Ayrıca adölesanlarda anatomiden kaynaklı avülsiyon kırıkları da oluşabilir.
El Bileği
El bileğinin değerlendirilmesinde hamatum’un kancasının (hamulus ossis hamati) kırılması, TFCC (triangular fibrocartilage complex) yaralanması, Guyon kanalında ulnar sinir sıkışması ve ulnar arter trombozu olasılıkları nadir de olsa göz önünde bulundurulmalıdır. Ayrıca el bileği kırıkları ve dislokasyonlar görülebilir.
Ön kol Adölesanlarda baskın olmayan önkolda Ulna stres kırıkları görülebilir.
Santral Bölge Yaralanmaları (Sırt ve Gövde)
Esnekliğin az olması ve bu bölgeye yüklenilmesiyle overuse yaralanmaları sık görülür.
En sık etkilenen üç bölge
- servis hareketinde fileye yüklenirken veya vole için geriye doğru düşerken kullanılan arka orta hat paraspinal kas sistemi;
- servis hareketindeki değişim sırasında veya yer vuruşlarında kullanılan periferik gövde kas sistemi (Quadratus lumborum veya Oblik kaslar); ve
- Rectus abdominis (bu kastaki yırtıklar baş üstü vuruşlar veya servislerle ilişkili olabilir).
Bel ağrısının daha az yaygın nedenleri arasında intervertebral disk rüptürü ve spondilolizis yer alır.
Alt Ekstremite Yaralanmaları
Alt ekstremite overuse yaralanmaları, üst ekstremite veya santral bölge yaralanmalarından iki kat daha sıktır.
İlk sebebi kısa bir hamlede keskin ve hızlı bir durma-başlama, yanal hareketler ve hızlanmada alt ektremiteye yüklenilmesidir.
İkincisi ise genç atletlerde alt ekstremiteler dahil olmak üzere belirli anatomik alanlarda daha az esnek ve daha zayıf
olmalarıdır.
Bacak
Akut strainler genellikle maçın ilerleyen zamanlarında kaslar yorulduğunda veya maç öncesi ısınma ve esneme hareketleri yetersiz olduğunda meydana gelir.

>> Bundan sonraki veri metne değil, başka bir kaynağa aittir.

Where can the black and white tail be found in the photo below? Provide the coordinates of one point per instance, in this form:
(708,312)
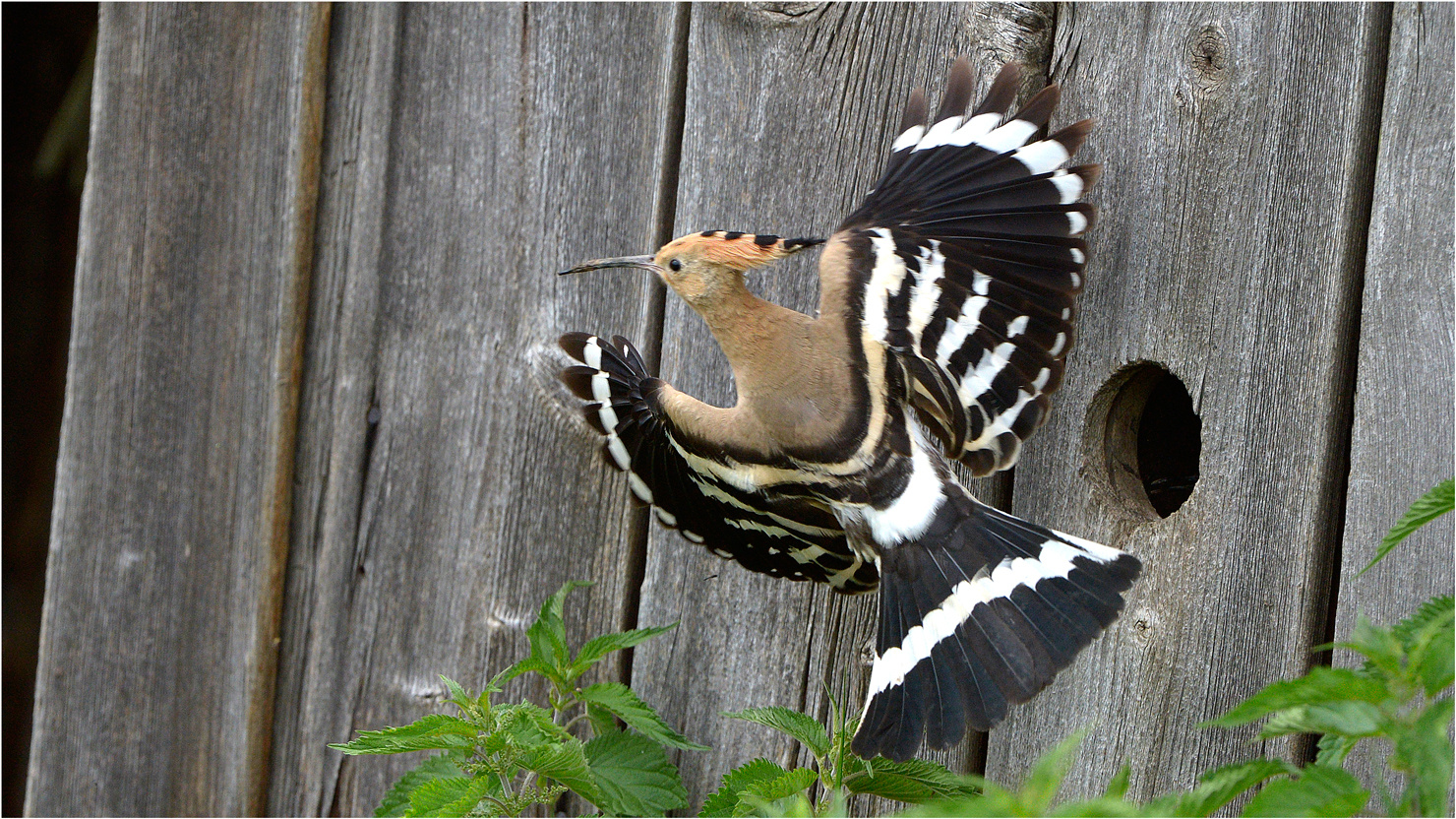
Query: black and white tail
(977,612)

Kronik kas strainleri ise ilk yaralanmadan kaynaklanan yetersiz dinlenmeye veya rehabilitasyona ikincil olarak görülür. Strainlerin en sık görüldüğü üç bölge;
- Addüktör kaslar (kasık çekmeleri): Addüktör kas sprainleri ani yön değiştirmelerinden kaynaklanır.
- Hamstringler: Hamstring yırtıkları hem proksimalde (kalçaya yapışma bölgesine yakın) hem de distal bölgede (diz arkası bölgede) meydana gelebilir. Genellikle fileye doğru koşarken veya hücum ederken patlayıcı hızlanmada görülür.

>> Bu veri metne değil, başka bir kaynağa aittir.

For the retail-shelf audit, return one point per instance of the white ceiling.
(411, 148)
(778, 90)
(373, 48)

- Gastroknemius: Gastroknemius sprainleri, sprintte veya zıplarken bacağın tekrarlayan, patlayıcı hızlanmalarında ortaya çıkar.
Diz
En sık Osgood-Schlatter sendromu ve patellofemoral eklem ağrısı görülür. (jumper’s knee)
Ayak Bileği
Ayak bileği burkulmaları, teniste en yaygın görülen makro travmalardandır.
Ayak
Tenis oyuncularında stres kırıkları, plantar fasiit, su toplamaları ve sıyrıklar veya tenis parmağı görülebilir. Raket sporcularında stres kırıkları en sık beşinci metatarsın tabanında /diyafizde görülür.
TEDAVİ
Aşırı yüklenme-yaralanma tedavisi, “tam ve doğru” teşhis ve periyodik rehabilitasyonu içermelidir.
ÖN REHABİLİTASYON
Genç tenisçilerdeki sorunları azaltmak için önleyici kondisyon kullanılmalıdır.
Bu süreç, tenisin doğasında olan gerekliliklerin, genç tenisçilerin karşılaştığı özel ihtiyaçların anlaşılmasını, Sporcunun esneklik, güç, kuvvet ve dayanıklılığının spor öncesi incelenmesini,
Antrenmanın yüklenme ve dinlenme periyotlarının antrenörler tarafından iyi planlanması gerekir. KAYNAKÇA
Kibler WB, Safran MR. Musculoskeletal injuries in the young tennis player. Clin Sports Med. 2000 Oct;19(4):781-92. doi: 10.1016/s0278-5919(05)70237-4. PMID: 11019740.